Synergistic Silver Nanoparticle–Graphene Quantum Dot Composites in Silk Fibroin/Lathyrus Protein–Oxidized Alginate Hydrogels for Accelerated Diabetic Wound Healing

Abstract

Diabetic wounds require an advanced wound care solution for faster recovery and reduced complications. In this direction, an injectable, self-healing hydrogel (HG) platform based on dynamic Schiff-base crosslinking between oxidized alginate (oAlg) and natural proteins (silk fibroin or Lathyrus sativus-derived plant protein) is developed for the treatment of infected diabetic wounds. The mild one-pot in situ fabrication enables the reduction of silver ions to silver nanoparticles (hereafter denoted as Ag) alongside graphene quantum dots (GQDs) incorporation in the HG matrix. This creates a synergistic antibacterial composite uniformly distributed within the HG network.
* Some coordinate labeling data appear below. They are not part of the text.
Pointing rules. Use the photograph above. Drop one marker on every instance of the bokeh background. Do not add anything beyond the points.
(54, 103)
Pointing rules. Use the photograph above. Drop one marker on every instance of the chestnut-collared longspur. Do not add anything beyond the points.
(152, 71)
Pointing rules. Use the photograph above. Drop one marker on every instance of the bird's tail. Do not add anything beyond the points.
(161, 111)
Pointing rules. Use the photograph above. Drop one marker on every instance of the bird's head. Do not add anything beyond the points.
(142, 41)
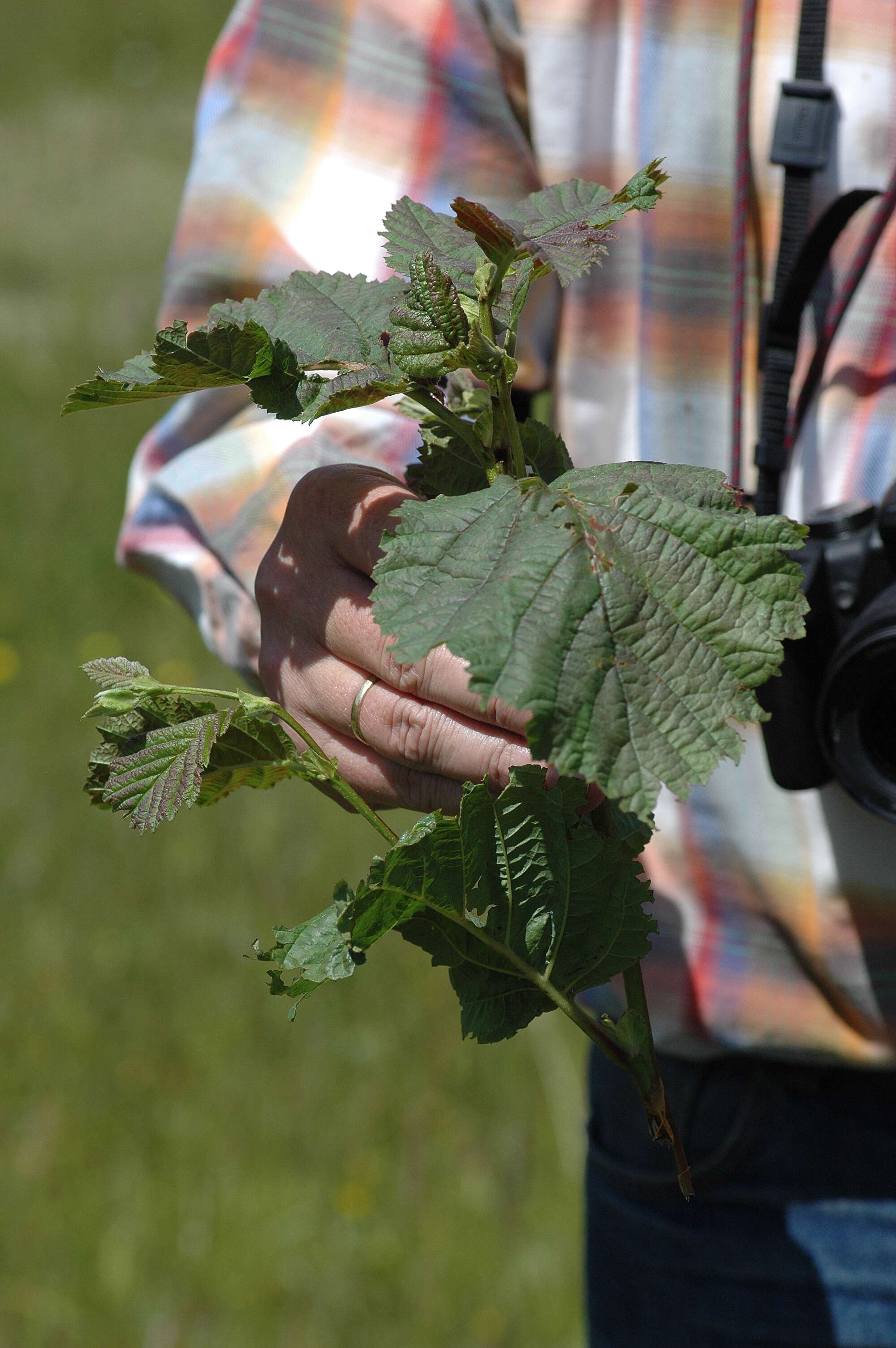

The Ag–GQD combination that exhibits potent bactericidal and anti-biofilm activity against both Gram-negative (Escherichia coli) and Gram-positive (Micrococcus luteus) strains—comparable or superior to antibiotic, ciprofloxacin—through multi-modal mechanisms involving membrane disruption, reactive oxygen species generation, and impaired extracellular polymeric substance assembly. Both HGs demonstrate excellent hemocompatibility (<5 % hemolysis), cytocompatibility (>80 % cell viability), and shear-thinning injectability. In a streptozotocin-induced type-1 diabetic rat model of full-thickness infected wounds, the optimised silk fibroin-based Ag+GQD-loaded HG achieves complete re-epithelialization within nine days, with minimal inflammation, no scarring, and near-total bacterial eradication—significantly outperforming controls. This biocompatible, protein-reinforced oAlg HG formulation, leveraging sustainable nature-derived components and synergistic nanomaterial action, offers a promising antibiotic-free dressing to combat resistant infections and accelerate healing in chronic diabetic wounds.